Newest California Supreme Court justice nominee would be 1st openly gay man to hold post
SACRAMENTO, Calif. - Governor Gavin Newsom on Monday nominated a new associate justice to the state Supreme Court, who would be the third African American and the first openly gay justice to hold this seat if he is confirmed.
As Newsom introduced Martin Jenkins of Oakland, the governor also called out the justice's unusual background: Jenkins was the son of a Coit tower janitor and played for the National Football League. His time with the NFL was brief. He signed a contract with the Seattle Seahawks for a short time after finishing Santa Clara University. But he soon realized that he'd rather be a lawyer and a judge than a sports professional.
“Justice Jenkins is widely respected among lawyers and jurists, active in his Oakland community and his faith, and is a decent man to his core,” Newsom said. “As a critical member of my senior leadership team, I’ve seen firsthand that Justice Jenkins possesses brilliance and humility in equal measure. The people of California could not ask for a better jurist or kinder person to take on this important responsibility.”
It has been 29 years since a Black man has sat on the state Supreme Court, Jenkins noted, saying he would not "be here today" without the previous two, Wiley Manuel and Allen Broussard.
Jenkins, a Democrat, would fill a vacancy created by California Supreme Court Justice Ming W. Chin — the first Chinese American justice on the court and who was its most conservative member.
Jenkins, 66, thanked "all of those who blazed the trail."
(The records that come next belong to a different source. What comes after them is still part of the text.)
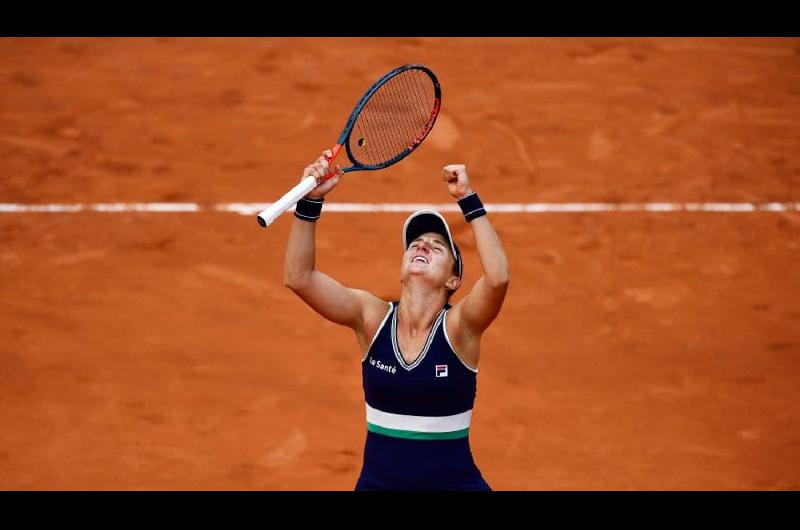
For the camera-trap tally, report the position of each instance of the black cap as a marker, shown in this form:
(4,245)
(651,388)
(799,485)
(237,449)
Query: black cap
(423,221)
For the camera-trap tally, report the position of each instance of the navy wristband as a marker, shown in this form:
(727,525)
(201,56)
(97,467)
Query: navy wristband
(471,206)
(308,209)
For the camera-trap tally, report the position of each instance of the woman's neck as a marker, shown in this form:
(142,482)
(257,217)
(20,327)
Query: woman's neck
(418,308)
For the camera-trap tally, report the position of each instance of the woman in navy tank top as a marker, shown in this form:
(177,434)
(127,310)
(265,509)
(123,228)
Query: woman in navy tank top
(419,353)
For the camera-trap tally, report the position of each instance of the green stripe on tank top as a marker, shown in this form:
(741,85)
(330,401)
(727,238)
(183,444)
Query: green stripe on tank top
(414,435)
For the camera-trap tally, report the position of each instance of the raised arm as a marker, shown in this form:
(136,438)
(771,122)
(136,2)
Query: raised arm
(474,312)
(326,296)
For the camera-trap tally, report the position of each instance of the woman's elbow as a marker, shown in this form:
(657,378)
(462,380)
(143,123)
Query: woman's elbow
(500,279)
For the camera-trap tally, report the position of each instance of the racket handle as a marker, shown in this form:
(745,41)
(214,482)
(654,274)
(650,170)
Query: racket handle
(288,200)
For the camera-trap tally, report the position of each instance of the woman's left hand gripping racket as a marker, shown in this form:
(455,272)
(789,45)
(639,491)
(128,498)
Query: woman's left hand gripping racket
(387,123)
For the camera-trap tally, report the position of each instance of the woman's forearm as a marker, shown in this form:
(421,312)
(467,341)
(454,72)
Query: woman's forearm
(491,252)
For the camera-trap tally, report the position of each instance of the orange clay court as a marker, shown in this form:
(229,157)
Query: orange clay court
(635,350)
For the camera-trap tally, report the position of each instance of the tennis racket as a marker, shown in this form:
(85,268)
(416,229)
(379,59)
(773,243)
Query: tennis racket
(389,121)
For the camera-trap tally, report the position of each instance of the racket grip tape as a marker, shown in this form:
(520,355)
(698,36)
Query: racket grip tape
(289,199)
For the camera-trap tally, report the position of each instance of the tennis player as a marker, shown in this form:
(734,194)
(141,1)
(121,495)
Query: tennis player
(420,354)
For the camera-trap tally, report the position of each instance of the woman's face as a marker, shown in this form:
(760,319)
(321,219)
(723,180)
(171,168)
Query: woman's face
(429,256)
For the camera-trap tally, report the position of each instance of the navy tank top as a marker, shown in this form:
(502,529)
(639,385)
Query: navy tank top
(418,414)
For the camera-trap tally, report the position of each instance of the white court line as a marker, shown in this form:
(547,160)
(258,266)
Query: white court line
(251,208)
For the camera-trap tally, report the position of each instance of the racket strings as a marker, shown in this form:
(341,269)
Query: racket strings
(394,118)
Jenkins also thanked his parents, a janitor at Coit tower for 25 years and a stay-at-home mother, who taught him the value of public service. He also thanked his life partner, whom he called out and said he loved to this day.
His sexual orientation, Jenkins said, is perhaps the "greatest challenge of my life, and it hasn't been easy."
“I want these young people to know that living a life of authenticity is the greatest gift you can give yourself. And if you do that, you will find yourself in a position where people see you,” Jenkins said. “Thank you, Governor Newsom, for seeing me.”
Jenkins added that he was "truly humbled and honored to be asked by the governor to continue serving the people of California on the Supreme Court. If confirmed, I will serve with the highest ethical standards that have guided me throughout my career, informed by the law and what I understand to be fair and just.”
Jenkins was born and raised in the Bay Area and as a young boy, cleaned office buildings and churches with his late father. He earned a Juris Doctor degree from the University of San Francisco School of Law.
He became a civil rights attorney working under President Ronald Reagan and served as an Associate Justice on the California Court of Appeal, First Appellate District from 2008 to 2019. He was appointed by President Bill Clinton to the U.S. District Court for the Northern District of California in 1997 and served on the bench until 2008.
In addition to his recent judicial service, Jenkins served as a judge on the Alameda County Superior Court from 1992 to 1997 and on the Oakland Municipal Court from 1989 to 1992. From 1986 to 1989, he was a trial attorney with the Pacific Bell Legal Department of San Francisco and from 1983 to 1986, he worked in the U.S. Department of Justice as a trial attorney litigating civil rights cases. From 1980 to 1983, he worked as a prosecutor for the Alameda County District Attorney’s Office.
Most recently, he has been Newsom’s judicial appointments secretary.
During his career, Newsom's office pointed out that Jenkins pursued cases involving police misconduct and cross burnings. He has also worked to promote gender equality through cases on pregnancy-related leave and sex discrimination.
Thelton Henderson, retired senior U.S. District Judge of the U.S. District Court of the Northern District of California, said in a statement that he first met Jenkins more than 30 years ago when he dropped in his office after hearing that he too, played football.
"I didn’t usually take drop-ins but he seemed special and so sincere," Henderson said. "We talked for hours that day about the law and how to stay connected to the communities we grew up in. I can say without a doubt that I have never seen a harder working and more dedicated judicial officer in my entire career. Nobody stayed in the office later than Marty. He was intensely aware that real people’s lives were affected by his rulings and wanted to make sure he got it right."
Newsom's nomination must be submitted to the State Bar's Commission on Judicial Nominees Evaluation and confirmed by the Commission on Judicial Appointments. The Commission on Judicial Appointments consists of Chief Justice Tani Cantil-Sakauye, Attorney General Xavier Becerra and senior presiding justice of the state Court of Appeal J. Anthony Kline.
Jenkins' salary would be $261,949.
Newsom said he hoped that process could take place within the next month.
This story was reported from Oakland, Calif.